Parafraseando Rui Barbosa, o problema da imprensa não está na imprensa em si, mas nas suas atribulações, a serem resolvidas, senão, confortadas. Nesses 90 anos que nos separam da conferência mencionada, há pelo menos uma cultura de crítica da mídia, que pode ser traduzida na forma como tem surgido em numerosos países os chamados Meios de Assegurar a Responsabilidade Social (MARS) [o assunto foi objeto de uma tese de doutorado – ‘Responsabilidade Social da Mídia. Análise conceitual e perspectivas de aplicação no Brasil, Portugal e Espanha’ – do prof. Fernando Oliveira Paulino, defendida na Universidade de Brasília, em 2008, transformada em livro: Brasília, Casa das Musas, 2009], entre eles, conselhos, ouvidorias, observatórios e, no Brasil, desde 2005, a Rede Nacional de Observatórios da Imprensa (Renoi).

Retórica e contradição

O exercício permanente da crítica ao jornalismo seria fácil se o leitor não necessitasse do jornalismo para a própria tomada de consciência do mundo. Aliás, jornalismo seria, originariamente, não em definitivo a oferta diária de notícias-produto por produtores de notícias, mas a própria cognição do mundo, tripartida em três patamares de ação: objetivação, subjetivação e intersubjetivação, categorias a que retornaremos mais à frente.

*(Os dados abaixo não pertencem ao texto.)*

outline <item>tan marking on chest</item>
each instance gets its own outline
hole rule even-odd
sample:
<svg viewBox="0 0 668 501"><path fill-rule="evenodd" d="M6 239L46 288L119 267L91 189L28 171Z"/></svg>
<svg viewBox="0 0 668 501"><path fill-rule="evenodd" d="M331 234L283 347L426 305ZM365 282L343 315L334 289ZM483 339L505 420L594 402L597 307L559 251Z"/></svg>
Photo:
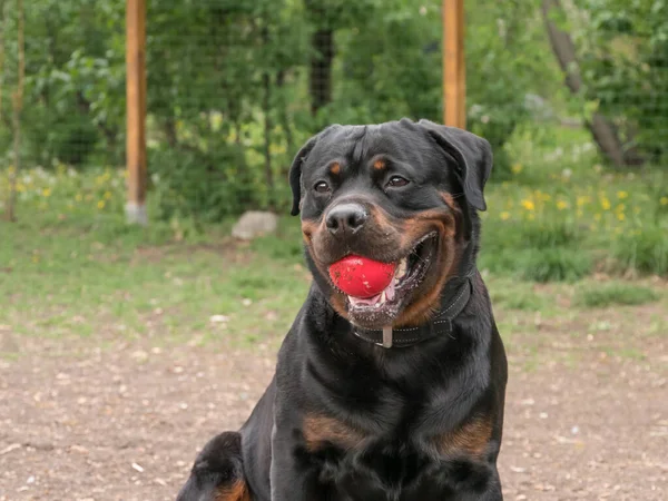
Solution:
<svg viewBox="0 0 668 501"><path fill-rule="evenodd" d="M306 449L316 451L326 444L341 449L354 449L364 440L364 435L344 422L323 415L307 415L302 429Z"/></svg>
<svg viewBox="0 0 668 501"><path fill-rule="evenodd" d="M492 439L492 422L489 418L475 418L458 430L435 438L441 454L465 454L483 459Z"/></svg>

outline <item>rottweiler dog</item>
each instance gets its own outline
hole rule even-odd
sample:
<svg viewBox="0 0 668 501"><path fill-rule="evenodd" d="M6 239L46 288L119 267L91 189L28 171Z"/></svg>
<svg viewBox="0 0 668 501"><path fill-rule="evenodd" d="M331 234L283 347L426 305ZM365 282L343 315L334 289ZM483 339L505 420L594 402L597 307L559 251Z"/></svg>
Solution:
<svg viewBox="0 0 668 501"><path fill-rule="evenodd" d="M507 361L477 269L489 143L428 120L327 127L289 173L313 283L248 421L178 501L502 500ZM396 264L360 301L328 267Z"/></svg>

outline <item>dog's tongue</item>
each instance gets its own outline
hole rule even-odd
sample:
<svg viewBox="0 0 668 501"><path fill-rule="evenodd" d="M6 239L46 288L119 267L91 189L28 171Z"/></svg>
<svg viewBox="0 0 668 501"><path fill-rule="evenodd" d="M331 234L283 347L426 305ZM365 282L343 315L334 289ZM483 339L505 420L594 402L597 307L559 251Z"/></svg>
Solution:
<svg viewBox="0 0 668 501"><path fill-rule="evenodd" d="M385 293L385 297L387 298L387 301L394 299L394 293L395 293L395 289L394 289L394 279L392 279L390 282L390 285L387 285L380 294L376 294L375 296L366 297L366 298L363 298L363 297L353 297L353 296L348 296L348 297L350 297L350 299L351 299L351 302L353 304L356 304L356 305L357 304L360 304L360 305L367 305L367 306L371 305L371 306L373 306L373 305L377 304L379 301L381 301L381 297L383 296L383 293Z"/></svg>

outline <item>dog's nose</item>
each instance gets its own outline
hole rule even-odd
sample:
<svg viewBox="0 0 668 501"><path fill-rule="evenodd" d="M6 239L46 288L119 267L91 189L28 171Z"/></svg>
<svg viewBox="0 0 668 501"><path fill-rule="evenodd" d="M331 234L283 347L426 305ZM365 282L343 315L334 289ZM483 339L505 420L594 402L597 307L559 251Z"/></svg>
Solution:
<svg viewBox="0 0 668 501"><path fill-rule="evenodd" d="M332 235L357 233L369 219L366 209L360 204L346 203L333 207L325 224Z"/></svg>

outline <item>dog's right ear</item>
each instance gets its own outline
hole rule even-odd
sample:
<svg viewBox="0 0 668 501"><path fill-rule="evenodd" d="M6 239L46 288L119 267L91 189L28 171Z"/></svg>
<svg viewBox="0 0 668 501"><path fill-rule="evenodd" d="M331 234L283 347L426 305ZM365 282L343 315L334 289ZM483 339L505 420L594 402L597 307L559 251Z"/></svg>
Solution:
<svg viewBox="0 0 668 501"><path fill-rule="evenodd" d="M306 161L306 157L317 143L320 135L313 136L306 141L302 149L295 156L292 167L289 168L289 187L293 191L293 208L291 216L299 214L299 203L302 202L302 164Z"/></svg>

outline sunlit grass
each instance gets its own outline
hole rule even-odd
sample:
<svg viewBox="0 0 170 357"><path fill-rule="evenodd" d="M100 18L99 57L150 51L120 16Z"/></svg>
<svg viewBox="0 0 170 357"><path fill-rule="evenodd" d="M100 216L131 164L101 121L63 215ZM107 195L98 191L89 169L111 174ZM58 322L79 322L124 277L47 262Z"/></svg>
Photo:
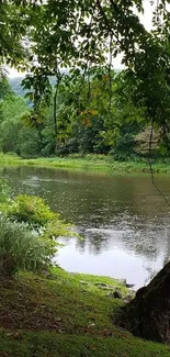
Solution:
<svg viewBox="0 0 170 357"><path fill-rule="evenodd" d="M83 157L80 155L70 155L68 157L39 157L32 159L22 159L16 155L0 154L0 164L3 165L25 165L37 167L80 169L93 171L114 171L114 172L150 172L148 160L145 158L134 157L127 161L114 160L110 155L88 154ZM169 160L152 161L155 174L170 174Z"/></svg>

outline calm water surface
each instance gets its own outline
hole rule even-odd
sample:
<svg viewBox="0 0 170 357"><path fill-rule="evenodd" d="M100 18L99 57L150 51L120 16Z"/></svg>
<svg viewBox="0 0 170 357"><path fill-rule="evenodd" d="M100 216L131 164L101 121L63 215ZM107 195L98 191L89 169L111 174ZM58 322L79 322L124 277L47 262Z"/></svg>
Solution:
<svg viewBox="0 0 170 357"><path fill-rule="evenodd" d="M1 168L15 193L38 194L84 239L65 238L56 261L69 271L146 285L170 258L170 208L149 176L34 167ZM157 177L170 201L170 177Z"/></svg>

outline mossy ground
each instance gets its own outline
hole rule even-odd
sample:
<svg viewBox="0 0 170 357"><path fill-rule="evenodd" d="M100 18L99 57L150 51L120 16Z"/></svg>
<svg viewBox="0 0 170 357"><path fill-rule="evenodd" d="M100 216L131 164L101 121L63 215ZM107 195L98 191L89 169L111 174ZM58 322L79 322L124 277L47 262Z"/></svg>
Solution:
<svg viewBox="0 0 170 357"><path fill-rule="evenodd" d="M70 155L68 157L46 157L36 159L22 159L14 155L0 154L0 165L37 166L66 169L86 169L93 171L114 172L150 172L147 159L134 158L126 161L114 160L112 156L89 154L84 157ZM155 160L152 163L155 174L170 174L170 161Z"/></svg>
<svg viewBox="0 0 170 357"><path fill-rule="evenodd" d="M1 357L154 357L170 347L135 338L113 325L123 304L97 283L127 290L118 281L54 268L44 278L20 274L0 280Z"/></svg>

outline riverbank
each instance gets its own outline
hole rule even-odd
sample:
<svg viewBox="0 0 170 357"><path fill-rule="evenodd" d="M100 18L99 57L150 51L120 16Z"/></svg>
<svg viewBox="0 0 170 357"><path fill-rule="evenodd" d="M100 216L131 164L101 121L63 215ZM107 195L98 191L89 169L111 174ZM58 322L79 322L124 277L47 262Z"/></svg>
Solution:
<svg viewBox="0 0 170 357"><path fill-rule="evenodd" d="M49 157L22 159L15 155L0 154L0 165L23 165L66 169L83 169L93 171L114 171L114 172L150 172L150 167L147 159L134 159L127 161L114 160L106 155L86 155L80 157L78 155L70 155L68 157ZM170 174L170 161L155 161L152 163L152 171L155 174Z"/></svg>
<svg viewBox="0 0 170 357"><path fill-rule="evenodd" d="M129 291L117 280L53 268L0 281L0 356L170 356L168 346L135 338L113 325Z"/></svg>

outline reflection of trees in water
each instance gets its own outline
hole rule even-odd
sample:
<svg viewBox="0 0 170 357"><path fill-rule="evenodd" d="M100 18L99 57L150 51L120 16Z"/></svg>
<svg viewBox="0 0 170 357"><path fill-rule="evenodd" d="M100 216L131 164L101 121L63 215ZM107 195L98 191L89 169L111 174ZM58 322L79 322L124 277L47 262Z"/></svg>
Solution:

Todos os ‘fornecedores’ de notícia, por um determinismo enunciativo, apresentar-se-ão como portadores do archote da verdade ou, quando menos, da aproximação máxima e possível da própria. O problema da verdade é que ela se presta à apropriação de todos, entre eles, os mentirosos e os delirantes. Um recurso a serviço do leitor seria o da utilidade, a utilidade como um filtro, ainda que acrítico. Ou, quem sabe, a utilidade fosse uma espécie de grau zero da crítica: ‘Este produto me serve?’, ainda que de má qualidade; ainda que contaminado; ainda que seja apenas dos males o menor; ou, é ‘o que há neste momento’.

Seria o jornalismo uma compreensão delegada do mundo? ‘Eu sou capaz de conhecer a realidade, mas há dispositivos especializados em apresentar a realidade e para tanto bem mais aparatados do que a minha compreensão individualizada e limitada.’ ‘Preciso do jornalismo como uma construção avançada e indispensável da realidade.’ Num mundo vasto e numa sociedade complexa, parece não haver sobrevivência crítica possível sem essa tecno-dependência, que é a demanda cotidiana e até simultânea dos processos de mediação [a busca dos meios e soluções] e de midiação [suportes materiais para o permanente exercício da polêmica em torno do bom, do belo, do justo e do bem, em síntese].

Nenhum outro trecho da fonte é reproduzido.